This week I made final preparations for a trip out west to southern California. The “Fit to Print” production is headed to San Diego and Los Angeles in a few weeks and we are scheduled to interview a broad range of former and current newspaper employees from the San Diego Union-Tribune and Los Angeles Times. As well, we will be filming inside the headquarters of Voice of San Diego, a new local start-up news site dedicated to providing residents of San Diego with quality content from trained news staffers.
I must give an advanced thank you to the staffers of Voice of San Diego who have been more than welcoming of “Fit to Print”. It’s my personal belief that if every city in America could be as lucky as the residents of San Diego with this new start-up for local watchdog news, we would definitely not be seeing the crisis within the news industry continue. Unfortunately, VOSD remains small in staff size and has big shoes to fill as they gain the trust of a city in which the majority it’s news-goers have been reading the The San Diego Union-Tribune since 1868.
Former Union-Tribune reporters (names to be saved) have also stepped up to the plate and agreed to be filmed for the documentary as well. I’m quickly finding out through talking with these people over the phone that they have an urgency to speak out and share their concerns over the state of the industry. This is a great thing, because without their voices being heard, the private equity firms and public relations departments (who control most news outlets anyway) will continue to degrade legacy institutions. This is true not just at the Union-Tribune, but at major newspapers across the country.

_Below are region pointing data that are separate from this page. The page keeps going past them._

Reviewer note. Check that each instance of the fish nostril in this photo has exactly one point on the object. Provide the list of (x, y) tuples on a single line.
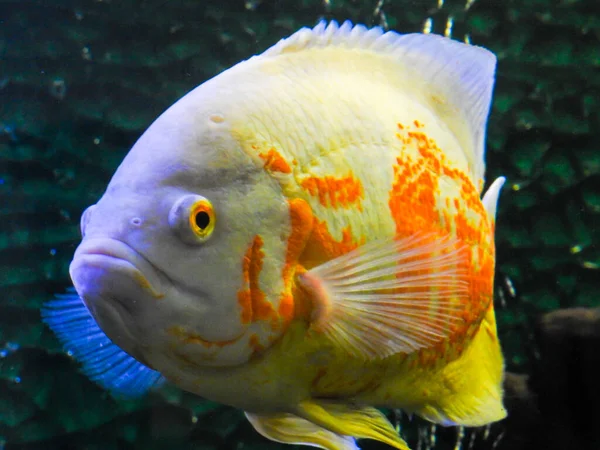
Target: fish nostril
[(85, 218), (136, 221)]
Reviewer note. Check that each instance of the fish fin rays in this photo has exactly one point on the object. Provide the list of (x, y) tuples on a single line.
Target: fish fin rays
[(103, 362), (453, 78), (291, 429), (389, 296), (361, 422), (472, 393), (490, 199)]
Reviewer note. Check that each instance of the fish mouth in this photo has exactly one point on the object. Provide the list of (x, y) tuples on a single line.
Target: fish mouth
[(101, 265)]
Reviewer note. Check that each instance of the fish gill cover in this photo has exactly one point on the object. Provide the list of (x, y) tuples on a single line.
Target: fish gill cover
[(80, 81)]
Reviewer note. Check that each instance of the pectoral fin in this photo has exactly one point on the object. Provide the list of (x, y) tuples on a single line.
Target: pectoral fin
[(472, 385), (291, 429), (359, 421), (390, 296)]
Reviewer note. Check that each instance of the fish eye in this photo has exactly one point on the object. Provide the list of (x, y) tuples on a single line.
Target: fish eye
[(202, 218), (192, 218)]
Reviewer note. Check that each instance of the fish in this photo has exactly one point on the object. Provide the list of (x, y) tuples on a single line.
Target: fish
[(304, 237)]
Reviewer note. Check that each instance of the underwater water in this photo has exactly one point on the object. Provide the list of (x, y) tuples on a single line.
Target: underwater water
[(80, 80)]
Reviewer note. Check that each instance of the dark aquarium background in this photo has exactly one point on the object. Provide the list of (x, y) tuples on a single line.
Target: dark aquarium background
[(81, 79)]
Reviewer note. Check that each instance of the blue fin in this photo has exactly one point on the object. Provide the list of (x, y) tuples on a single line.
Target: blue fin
[(103, 362)]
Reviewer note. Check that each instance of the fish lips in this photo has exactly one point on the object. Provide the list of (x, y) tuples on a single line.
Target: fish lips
[(110, 270)]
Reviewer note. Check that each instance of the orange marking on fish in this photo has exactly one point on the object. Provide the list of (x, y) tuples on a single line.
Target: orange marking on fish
[(413, 205), (322, 246), (301, 223), (335, 192), (187, 337), (252, 300), (274, 162)]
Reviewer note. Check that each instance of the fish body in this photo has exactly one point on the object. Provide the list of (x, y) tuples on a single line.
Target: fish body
[(303, 237)]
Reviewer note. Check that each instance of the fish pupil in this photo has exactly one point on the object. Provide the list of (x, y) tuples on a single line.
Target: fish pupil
[(202, 220)]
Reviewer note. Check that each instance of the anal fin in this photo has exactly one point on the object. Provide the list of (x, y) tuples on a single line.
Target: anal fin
[(362, 422), (471, 387), (291, 429)]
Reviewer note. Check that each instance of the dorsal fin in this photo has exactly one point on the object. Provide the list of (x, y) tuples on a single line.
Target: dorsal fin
[(456, 79)]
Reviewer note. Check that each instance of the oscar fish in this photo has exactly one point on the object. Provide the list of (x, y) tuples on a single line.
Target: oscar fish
[(304, 237)]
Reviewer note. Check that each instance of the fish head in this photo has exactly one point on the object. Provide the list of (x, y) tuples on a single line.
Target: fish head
[(181, 258)]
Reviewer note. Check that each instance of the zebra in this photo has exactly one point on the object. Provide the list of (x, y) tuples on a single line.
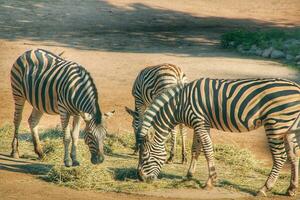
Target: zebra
[(150, 83), (56, 86), (238, 105)]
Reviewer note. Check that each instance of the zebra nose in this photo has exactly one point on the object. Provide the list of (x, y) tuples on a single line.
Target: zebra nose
[(141, 175), (150, 178), (97, 159)]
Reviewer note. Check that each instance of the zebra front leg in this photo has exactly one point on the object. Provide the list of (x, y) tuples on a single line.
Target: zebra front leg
[(195, 154), (65, 117), (33, 121), (183, 150), (279, 156), (75, 135), (292, 145), (203, 134), (19, 106), (173, 146)]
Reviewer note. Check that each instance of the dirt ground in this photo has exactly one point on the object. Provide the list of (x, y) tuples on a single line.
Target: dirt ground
[(114, 40)]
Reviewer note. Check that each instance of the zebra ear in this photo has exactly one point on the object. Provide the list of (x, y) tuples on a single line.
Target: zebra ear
[(108, 115), (86, 116), (150, 134), (130, 112)]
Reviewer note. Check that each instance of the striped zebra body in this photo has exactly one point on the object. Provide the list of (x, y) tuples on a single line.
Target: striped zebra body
[(56, 86), (150, 83), (228, 105)]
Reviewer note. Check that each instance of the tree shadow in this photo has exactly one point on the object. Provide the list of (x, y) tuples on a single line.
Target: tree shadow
[(51, 133), (238, 187), (99, 25)]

Reporters, editors, photographers, print pressmen, web designers and other staffers didn’t kill the newspaper industry — for those who are quick to lash out against them. The industry has been eroded by a half-century of negligence and greed. The old cliché of ‘printing money’ has finally caught up to those old rich white-men who have been dominating this industry for decades. And the saga continues when examining how newspapers are attempting to “interact” with citizen journalists and non-profits. Take for example what the Union-Tribune recently did by cutting it’s ties to the Watchdog Institute. This would have supplied the paper with investigative journalism through a non-profit model. Instead, the idea has been abandoned.
Maybe some people out there believe protecting the First Amendment can come just as easily through a Beverly Hills investment firm (Platinum Equity in the Union-Tribune’s case). Others, including myself believe this is not only a sick joke, but the degradation of an American institution.
The San Diego Union-Tribune has remained one of the oldest institutions in Southern California. These days, however, it remains far removed from the era of Copley family ownership. Just another American journalistic tragedy.